Quiz 1 Review Flashcards
What are the main differences between structured, semi-structured, and unstructured data?
Structured data is organized with a clear format (e.g., tables), semi-structured has some structure (e.g., JSON), and unstructured lacks a defined format (e.g., text, images)
List common types of data in programming and data analysis
Common data types include string (text), integer (whole numbers), float (decimal numbers), boolean (true/false), and character
Outline the steps in the CRISP-DM process and their purpose in data mining and analysis
Stands for Cross-Industry Standard Process for Data Mining. CRISP-DM involves Business Understanding, Data Understanding, Data Preparation, Modeling, Evaluation, and Deployment; used for structured approaches in data analysis and mining
Define API and describe its primary purpose in software development and data integration
: API (Application Programming Interface) is a set of rules for software to interact with other software; used to access web services and retrieve data.

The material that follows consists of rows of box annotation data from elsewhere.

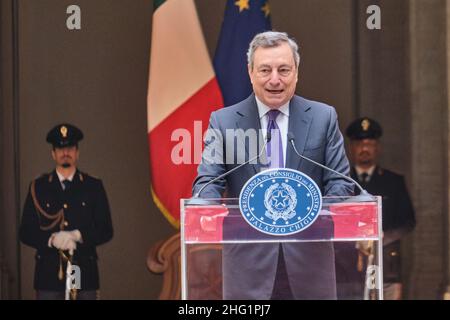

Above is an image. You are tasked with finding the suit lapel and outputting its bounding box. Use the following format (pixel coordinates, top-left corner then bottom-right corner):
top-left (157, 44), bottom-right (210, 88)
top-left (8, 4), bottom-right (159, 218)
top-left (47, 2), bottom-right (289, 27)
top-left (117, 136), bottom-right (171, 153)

top-left (286, 96), bottom-right (312, 169)
top-left (236, 94), bottom-right (265, 173)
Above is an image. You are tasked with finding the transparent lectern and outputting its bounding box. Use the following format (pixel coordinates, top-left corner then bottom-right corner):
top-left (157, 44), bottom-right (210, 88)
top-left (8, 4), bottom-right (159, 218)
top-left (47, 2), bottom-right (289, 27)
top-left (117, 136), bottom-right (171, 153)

What is a black box model and how is it utilized in machine learning?
A black box model conceals its internal workings; used when the focus is on the model’s output rather than its process or logic.

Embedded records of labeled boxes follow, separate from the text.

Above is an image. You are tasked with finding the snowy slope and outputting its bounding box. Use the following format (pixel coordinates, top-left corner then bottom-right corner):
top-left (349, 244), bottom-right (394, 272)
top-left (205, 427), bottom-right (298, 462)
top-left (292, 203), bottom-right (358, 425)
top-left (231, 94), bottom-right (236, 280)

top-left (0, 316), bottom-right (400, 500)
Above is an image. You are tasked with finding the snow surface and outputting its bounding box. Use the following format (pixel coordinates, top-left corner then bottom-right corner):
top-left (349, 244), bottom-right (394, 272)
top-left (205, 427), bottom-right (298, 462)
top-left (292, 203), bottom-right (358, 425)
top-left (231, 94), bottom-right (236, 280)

Explain what it means to have imbalanced classes in a dataset
Imbalanced classes occur when one class has significantly fewer instances than others in a dataset.
Provide key actions to take and avoid when dealing with missing data, imbalanced classes, and outliers in a dataset
Impute or remove missing data; address imbalanced classes with techniques like oversampling or under sampling; handle outliers by identifying and potentially removing them.
Define ETL and describe its significance in data processing and analysis
ETL (Extract, Transform, Load) is a process for data integration: extracting data from sources, transforming it into a usable format, and loading it into a target database.
Why do we conduct exploratory data analysis(EDA) in the field of data science?
EDA is used to understand data’s main characteristics, patterns, and relationships; aids in making informed decisions for subsequent analysis.
Define metadata and explain its relevance to understanding and managing data
Metadata is data about data, providing information about data attributes, structure, and context; aids in understanding and managing data effectively.
Fishbone Diagram
This is a handy diagram to help us think
through the factors that could be inputs to
the business question/problem.
Classification
We use this to put new data points in
categories.
Type of learning we use to find patterns in
unlabeled data
Unsupervised
We implement an ______________ to study
what is in our data.
Algorithm
Type of learning we use to predict or
classify using labeled training data
Supervised
. The data mining process we’e following is
____
CRISP - DM
Type of learning we use to teach robots how
to vacuum floors.
Reinforcement
We perform ________ analysis to find
subgroups in the data.
Clustering
To figure out what type of products people
buy together, we perform _____ ______
mining.
Association Rule
A ______ _______ diagram helps us
formulate the analytic problem.
Black-Box
To predict the value of y based on the value
of x, we use __________ analysis.
Regression
. It all starts with a _____________.
Question
PCA is a type of ________ _________.
Dimension Reduction
Data mining involves deriving ___________ from raw data using algorithms.
Insights
Clustering ___________ the difference between points within the same cluster.
minimizes
Clustering ____________ the distance between points that are in different clusters
maximizes
Another term for association rule mining, which describes what it is often used for is _______ ________ analysis
market basket
Geospatial data can be raster or ______________.
Vector
Examining data for missing values, errors, formatting, statistical distributions etc. is (2 words) ____ _____ analysis.
Exploratory Data
Central tendency, dispersion, shape, frequency and percentiles are all examples of (1 word) _____ statistics.
Descriptive
What does Stratified k fold do?
ensures that all samples taken for testing have the same class imbalance as the whole dataset.
How can your time series model training and testing be ruined if you don’t use forward chaining?
Using backward or reverse chaining in time series model training and testing can ruin the process because it introduces information leakage, results in unrealistic evaluation, violates causality, and provides invalid performance estimates.